Too many improperly thrown cutters can erode velocity. Even the great Rivera has seen his radar-gun readings drop into the low 90s as he neared his 40th birthday. Now at 41, there are days when Rivera barely touches 91 mph, which might explain why hitters’ contact ratio against him has climbed incrementally since 2008.
Of course, there will someday be an end to Rivera’s dominance. The cutter will leak enough velocity to strip it of its stealth quality, like a dog whistle that comes down an octave.
Rivera is secure enough to acknowledge the decline of his skills, as subtle as it might seem today. “When the day comes that I can no longer do this at the level I want,” he said, “then I will go home the very next day.”

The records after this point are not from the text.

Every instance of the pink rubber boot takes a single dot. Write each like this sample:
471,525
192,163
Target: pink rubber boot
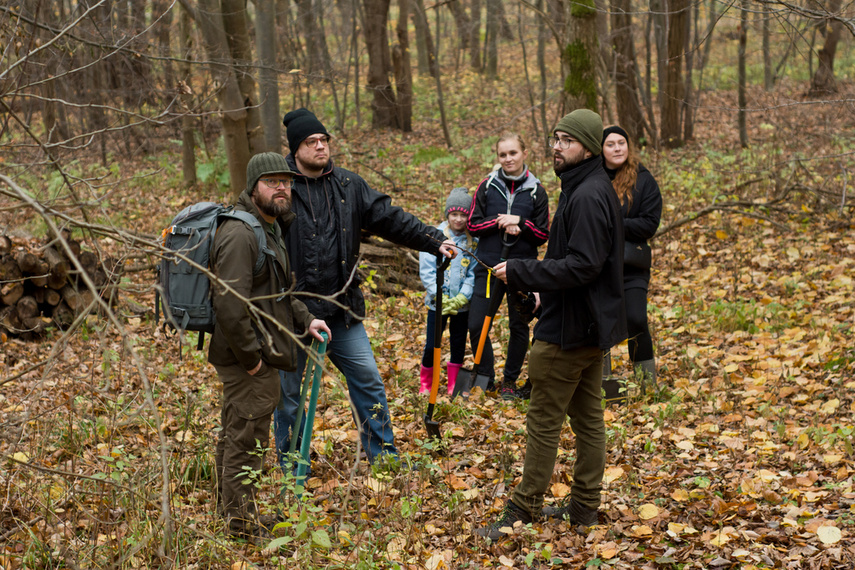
426,376
452,370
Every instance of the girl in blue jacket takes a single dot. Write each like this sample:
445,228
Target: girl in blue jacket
457,288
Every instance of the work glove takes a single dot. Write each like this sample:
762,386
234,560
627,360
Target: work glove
454,304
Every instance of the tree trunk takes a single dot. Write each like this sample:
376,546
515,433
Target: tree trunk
578,58
403,71
265,38
474,32
188,127
823,81
491,42
672,87
424,41
768,70
210,20
308,24
237,32
626,87
743,40
383,105
541,67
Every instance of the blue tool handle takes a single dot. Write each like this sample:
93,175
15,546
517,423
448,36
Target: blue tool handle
317,373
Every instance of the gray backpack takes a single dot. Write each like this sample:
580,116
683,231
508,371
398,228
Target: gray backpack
184,294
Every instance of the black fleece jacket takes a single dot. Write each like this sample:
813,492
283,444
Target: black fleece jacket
581,277
353,206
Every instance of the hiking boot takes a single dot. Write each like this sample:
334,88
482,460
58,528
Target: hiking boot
510,515
614,391
508,391
254,534
574,513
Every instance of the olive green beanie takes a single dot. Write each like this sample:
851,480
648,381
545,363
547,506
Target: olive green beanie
586,126
265,163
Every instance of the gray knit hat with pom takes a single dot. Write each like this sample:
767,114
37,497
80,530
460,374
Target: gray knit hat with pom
458,201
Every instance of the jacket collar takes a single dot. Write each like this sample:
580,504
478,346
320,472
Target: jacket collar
292,162
571,178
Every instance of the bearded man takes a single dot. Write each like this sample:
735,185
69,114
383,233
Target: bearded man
249,352
580,281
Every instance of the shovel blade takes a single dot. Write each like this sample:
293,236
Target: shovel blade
481,381
432,427
463,385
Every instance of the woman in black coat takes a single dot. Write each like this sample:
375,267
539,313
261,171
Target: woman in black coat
641,204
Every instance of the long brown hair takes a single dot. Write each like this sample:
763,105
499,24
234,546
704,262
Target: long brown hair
626,176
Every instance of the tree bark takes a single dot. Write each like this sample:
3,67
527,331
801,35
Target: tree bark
579,57
626,86
188,126
823,81
491,51
672,86
383,104
403,71
265,34
234,113
237,31
424,40
743,40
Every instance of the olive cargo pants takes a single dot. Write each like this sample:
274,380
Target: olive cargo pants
247,406
563,383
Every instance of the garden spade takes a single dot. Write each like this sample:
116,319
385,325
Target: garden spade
314,373
431,425
499,288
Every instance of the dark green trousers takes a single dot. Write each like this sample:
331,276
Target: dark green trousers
563,383
247,407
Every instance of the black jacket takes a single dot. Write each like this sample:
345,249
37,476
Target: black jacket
496,195
581,275
355,207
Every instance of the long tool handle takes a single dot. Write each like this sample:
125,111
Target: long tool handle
317,374
441,264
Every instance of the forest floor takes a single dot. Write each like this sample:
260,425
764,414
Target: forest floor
742,459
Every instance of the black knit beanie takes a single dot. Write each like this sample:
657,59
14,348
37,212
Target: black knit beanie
586,126
301,124
458,201
614,130
265,163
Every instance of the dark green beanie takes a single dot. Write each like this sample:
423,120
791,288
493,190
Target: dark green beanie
265,163
586,126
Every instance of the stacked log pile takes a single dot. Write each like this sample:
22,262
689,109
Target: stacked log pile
40,287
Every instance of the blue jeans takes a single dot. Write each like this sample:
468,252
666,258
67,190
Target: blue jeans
350,351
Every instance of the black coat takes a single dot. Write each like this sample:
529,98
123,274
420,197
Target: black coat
581,277
640,222
356,207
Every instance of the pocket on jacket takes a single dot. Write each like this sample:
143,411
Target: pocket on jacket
259,395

Until then, Rivera’s continues the surreal journey and, with it, setting records that won’t be broken. Forget about anyone else reaching 600 saves; that’s safe forever. Only Trevor Hoffman stands in front of him, with 601 saves. The next two active save leaders are Francisco Cordero (322) and Jason Isringhausen (300).
Even more permanent is Rivera’s legacy in the postseason, where his career 0.71 ERA over 139-2/3 innings represents a stand-alone miracle. “That’s where the best hitters are concentrating and focusing the most,” said CC Sabathia. “And they still can’t hit Mo.”
Still can’t hit the cutter, to be more precise. It’s left a million broken bats in its wake, not to mention a generation of sluggers who’ve muttered the same tortured question on the way back to the dugout: “How am I supposed to hit that?”